The scale of this week's destruction fits a grim recent pattern. In August 2025, a 6.0-magnitude earthquake in eastern Afghanistan killed more than 2,200 people. Three months later, a 6.3 quake in Samangan province killed at least 27, injured more than 950, and damaged the historic Blue Mosque in Mazar-e-Sharif. In October 2023, a 6.3 earthquake and aftershocks in Herat province killed thousands. On the flood side, a single week of flash flooding in May 2024 killed more than 300 people across northern Afghanistan, with Baghlan province bearing the worst of that toll.
The disasters unfold against what humanitarian agencies describe as one of the world's most acute crises. OCHA estimates that 21.9 million people, roughly 45 percent of Afghanistan's population, require humanitarian assistance in 2026, prompting a $1.7 billion appeal. Of those, 17.4 million face acute food insecurity, with 4.7 million classified in IPC Phase 4 emergency conditions, more than double the figure from the prior year. Humanitarian funding, meanwhile, has collapsed from $3.8 billion in 2022 to $767 million, a consequence of international sanctions and frozen Afghan government assets following the Taliban's return to power in August 2021.
Climate science adds a structural dimension to the compounding crises.
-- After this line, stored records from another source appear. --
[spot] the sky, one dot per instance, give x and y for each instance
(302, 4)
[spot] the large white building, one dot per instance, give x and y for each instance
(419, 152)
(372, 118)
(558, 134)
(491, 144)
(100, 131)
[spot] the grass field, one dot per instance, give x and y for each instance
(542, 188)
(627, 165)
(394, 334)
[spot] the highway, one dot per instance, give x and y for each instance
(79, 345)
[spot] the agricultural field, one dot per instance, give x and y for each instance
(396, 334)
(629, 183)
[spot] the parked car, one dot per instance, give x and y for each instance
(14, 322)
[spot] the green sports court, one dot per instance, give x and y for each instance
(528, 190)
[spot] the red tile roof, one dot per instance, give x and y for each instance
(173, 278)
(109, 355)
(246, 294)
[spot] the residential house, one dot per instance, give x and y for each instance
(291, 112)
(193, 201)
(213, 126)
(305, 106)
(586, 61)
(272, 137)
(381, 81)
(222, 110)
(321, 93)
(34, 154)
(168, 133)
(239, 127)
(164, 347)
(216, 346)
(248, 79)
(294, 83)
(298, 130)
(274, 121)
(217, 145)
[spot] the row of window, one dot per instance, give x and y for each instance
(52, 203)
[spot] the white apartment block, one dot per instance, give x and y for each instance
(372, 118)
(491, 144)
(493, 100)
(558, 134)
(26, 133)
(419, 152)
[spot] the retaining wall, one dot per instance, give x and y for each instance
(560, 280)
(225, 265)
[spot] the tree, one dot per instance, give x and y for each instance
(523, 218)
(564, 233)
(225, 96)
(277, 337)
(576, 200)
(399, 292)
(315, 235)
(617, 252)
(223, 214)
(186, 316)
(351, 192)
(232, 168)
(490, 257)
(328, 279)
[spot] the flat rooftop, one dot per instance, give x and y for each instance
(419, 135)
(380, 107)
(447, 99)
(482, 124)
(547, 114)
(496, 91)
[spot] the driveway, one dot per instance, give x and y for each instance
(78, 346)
Afghanistan ranks among the ten countries globally most exposed to climate change, and average temperatures have climbed more than 1.5 degrees Celsius since 1900, accelerating glacial and snowmelt runoff and intensifying flood events. UNAMA noted that while the current rainfall has caused severe damage, it may also ease a prolonged drought gripping the country, an indication of the impossible trade-offs now defining life in Afghanistan. OCHA and the International Organization for Migration have deployed to affected areas to conduct rapid assessments and deliver urgent assistance, though the gap between need and available resources remains vast.